Which one’s your favorite: Press or Raise? Let me know in the comments 🫶🏼
#upperbodystrength #upperbodyworkout #fitnesslifestyle #fyp #foryou
A strong upper body is crucial for numerous fitness activities and aesthetics. The chest and shoulder workout outlined here focuses on three fundamental exercises: the shoulder press, lateral raise, and bench press. The shoulder press targets the deltoids and engages the triceps, making it a vital component for building shoulder strength. Performing it for 3 sets of 8-10 reps will help develop endurance and power.
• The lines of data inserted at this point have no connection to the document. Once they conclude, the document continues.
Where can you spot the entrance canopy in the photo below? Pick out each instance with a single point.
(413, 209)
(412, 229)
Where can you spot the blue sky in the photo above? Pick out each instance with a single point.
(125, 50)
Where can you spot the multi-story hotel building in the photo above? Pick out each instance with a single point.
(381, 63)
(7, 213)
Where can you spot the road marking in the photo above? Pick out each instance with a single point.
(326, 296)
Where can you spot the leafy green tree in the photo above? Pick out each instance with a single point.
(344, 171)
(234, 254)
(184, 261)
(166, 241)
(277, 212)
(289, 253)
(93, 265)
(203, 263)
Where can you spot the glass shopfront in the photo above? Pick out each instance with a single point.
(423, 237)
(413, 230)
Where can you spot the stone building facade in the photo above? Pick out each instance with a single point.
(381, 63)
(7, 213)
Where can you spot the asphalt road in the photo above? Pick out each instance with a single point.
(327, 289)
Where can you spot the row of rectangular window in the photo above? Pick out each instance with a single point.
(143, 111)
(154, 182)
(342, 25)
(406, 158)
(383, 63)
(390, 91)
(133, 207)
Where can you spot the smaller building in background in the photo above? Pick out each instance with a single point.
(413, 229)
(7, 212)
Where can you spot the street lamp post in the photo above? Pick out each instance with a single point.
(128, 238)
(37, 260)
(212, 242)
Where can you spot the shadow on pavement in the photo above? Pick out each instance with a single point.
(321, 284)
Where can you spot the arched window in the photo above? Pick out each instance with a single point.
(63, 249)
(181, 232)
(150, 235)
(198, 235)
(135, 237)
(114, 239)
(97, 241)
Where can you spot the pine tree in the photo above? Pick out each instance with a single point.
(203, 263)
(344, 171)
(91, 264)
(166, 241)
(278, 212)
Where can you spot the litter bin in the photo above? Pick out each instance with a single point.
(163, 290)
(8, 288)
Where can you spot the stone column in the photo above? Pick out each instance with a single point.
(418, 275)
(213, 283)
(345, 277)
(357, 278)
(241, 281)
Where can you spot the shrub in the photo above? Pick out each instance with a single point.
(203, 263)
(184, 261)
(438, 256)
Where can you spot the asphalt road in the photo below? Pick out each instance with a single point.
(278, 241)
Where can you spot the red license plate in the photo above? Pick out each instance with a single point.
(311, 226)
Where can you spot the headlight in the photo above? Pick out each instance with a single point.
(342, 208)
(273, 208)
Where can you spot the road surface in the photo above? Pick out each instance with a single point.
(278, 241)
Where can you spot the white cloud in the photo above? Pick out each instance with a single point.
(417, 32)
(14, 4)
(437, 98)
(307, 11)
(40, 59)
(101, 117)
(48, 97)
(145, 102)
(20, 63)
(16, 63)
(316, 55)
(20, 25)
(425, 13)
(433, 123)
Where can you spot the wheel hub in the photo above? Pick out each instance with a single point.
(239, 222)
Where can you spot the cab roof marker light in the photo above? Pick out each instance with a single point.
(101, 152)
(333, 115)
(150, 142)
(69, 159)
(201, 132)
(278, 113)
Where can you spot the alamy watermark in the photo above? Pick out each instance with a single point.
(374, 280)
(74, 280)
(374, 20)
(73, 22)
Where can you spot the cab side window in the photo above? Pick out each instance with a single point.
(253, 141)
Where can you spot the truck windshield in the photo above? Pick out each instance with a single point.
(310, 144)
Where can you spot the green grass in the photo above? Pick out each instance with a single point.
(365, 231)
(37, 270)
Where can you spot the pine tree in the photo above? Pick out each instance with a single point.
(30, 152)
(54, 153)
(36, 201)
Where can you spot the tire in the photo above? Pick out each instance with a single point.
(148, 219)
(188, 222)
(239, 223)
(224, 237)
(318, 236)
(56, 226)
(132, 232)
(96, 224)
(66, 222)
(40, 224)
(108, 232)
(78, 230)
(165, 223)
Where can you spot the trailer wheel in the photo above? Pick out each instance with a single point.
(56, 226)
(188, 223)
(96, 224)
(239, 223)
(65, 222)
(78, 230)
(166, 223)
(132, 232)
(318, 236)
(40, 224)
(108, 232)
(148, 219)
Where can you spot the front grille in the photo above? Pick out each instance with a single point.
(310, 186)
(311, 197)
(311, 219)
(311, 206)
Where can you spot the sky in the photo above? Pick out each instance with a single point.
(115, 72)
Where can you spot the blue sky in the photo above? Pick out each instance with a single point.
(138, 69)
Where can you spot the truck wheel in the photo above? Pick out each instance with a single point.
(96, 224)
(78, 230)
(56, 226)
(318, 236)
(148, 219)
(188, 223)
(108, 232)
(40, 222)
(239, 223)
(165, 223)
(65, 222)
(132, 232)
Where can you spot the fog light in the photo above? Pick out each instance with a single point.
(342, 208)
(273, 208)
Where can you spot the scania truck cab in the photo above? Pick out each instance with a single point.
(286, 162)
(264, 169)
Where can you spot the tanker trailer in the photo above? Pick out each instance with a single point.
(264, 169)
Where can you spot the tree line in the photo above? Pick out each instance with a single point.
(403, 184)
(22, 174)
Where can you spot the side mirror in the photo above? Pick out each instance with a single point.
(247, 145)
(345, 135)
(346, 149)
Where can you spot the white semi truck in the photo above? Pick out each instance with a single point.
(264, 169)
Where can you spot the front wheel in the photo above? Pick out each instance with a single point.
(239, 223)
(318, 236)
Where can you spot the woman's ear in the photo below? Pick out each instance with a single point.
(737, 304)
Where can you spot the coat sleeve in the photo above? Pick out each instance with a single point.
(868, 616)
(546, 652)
The lateral raise, highlighted for 4 sets of 10-12 reps, emphasizes the side deltoids, contributing to broader shoulders. Lastly, the bench press, a staple in upper body training, works the chest muscles primarily and should be performed at 3 sets of 6-8 reps for maximum gains. Incorporating these movements into your routine can enhance overall upper body strength. Consider adding progressive overload by increasing weights as you gain strength. Don't forget to complement your workout with proper nutrition and rest to maximize results. Engage with your community by discussing your favorite exercises and tips on how these movements have benefited your training regime!